"I got an A!"

"On the Macbeth assignment?"

"Yep!"

Dawn was beaming. Huh. Who would have thought she'd do that good with what he told her. He'd been helping with her homework whenever she asked. It had been fun to see how she warmed up to literature she had claimed was lame. Plays and sonnets that he had always loved. He had enjoyed explaining things to her – it had done him good, taken his mind off the slayer. Those days he drank way less than usual. Dawn plopped down in his armchair and looked up at him still beaming.

"Actually it might have been a little too good - my teacher asked me if my parents had helped with it. She's new, she doesn't know about mom."

Spike's face fell.

"Dawn, I'm sorry..."

"No, that's OK. I told her my dad isn't living with us and my mom died last year, so... "

She didn't look too upset, so he tried for a lighter tone:

"So that shut her up?"

"Yes it did."

Dawn sobered.

"In my mind I gave her a different answer though."

"Like what?"

"Like 'I did have help. From a friend who's really good at this stuff'."

Spike felt a rush of pride. She considered him a friend. And she thought he was good at something. Something else than providing muscle or intel when needed. He shook it off. This was something good. He decided to hang on to it.

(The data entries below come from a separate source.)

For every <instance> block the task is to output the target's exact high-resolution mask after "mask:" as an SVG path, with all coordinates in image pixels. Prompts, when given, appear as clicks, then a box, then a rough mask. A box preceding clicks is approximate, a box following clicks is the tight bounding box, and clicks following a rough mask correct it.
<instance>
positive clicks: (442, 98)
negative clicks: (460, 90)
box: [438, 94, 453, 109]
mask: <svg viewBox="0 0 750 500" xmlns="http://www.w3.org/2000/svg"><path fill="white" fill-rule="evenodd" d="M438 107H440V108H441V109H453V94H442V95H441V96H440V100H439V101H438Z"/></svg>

"So, what's the next assignment?"

Dawn frowned.

"Stupid."

He just gave her his trademark head tilt.

"She wants us to write our own poem."

"And you don't like that?"

"I don't know. I just don't think I can do it. And what if the class laughs at me, and anyway, what should I write about?"

"Do you still keep that diary of yours?"

"Started a new one a while after the whole key thing, why?"

"I bet there's something in there that would make a good poem. What did she say about the style she wanted?"

"She said we could do whatever we wanted, it didn't have to rhyme or anything. But how is that a poem then?"

Spike smiled, thinking how much poetry had changed since his day. Maybe he should take her to a poetry slam some day. It had taken him a while, but now he liked the modern stuff. Wild, dangerous, quick, and often very powerful – all of a sudden he felt like putting pen to paper himself. God how long had that been...He realized Dawn was still waiting for an answer.

"Why don't you just try and find something that you would like to write about – something that would be OK for people to know. Give it a try, and if you like, we can have a look at it together before you hand it in."

She still looked skeptical, but then she shrugged with the resignation typical for students all over the world. She knew she would have to do it anyway, so why not do it his way.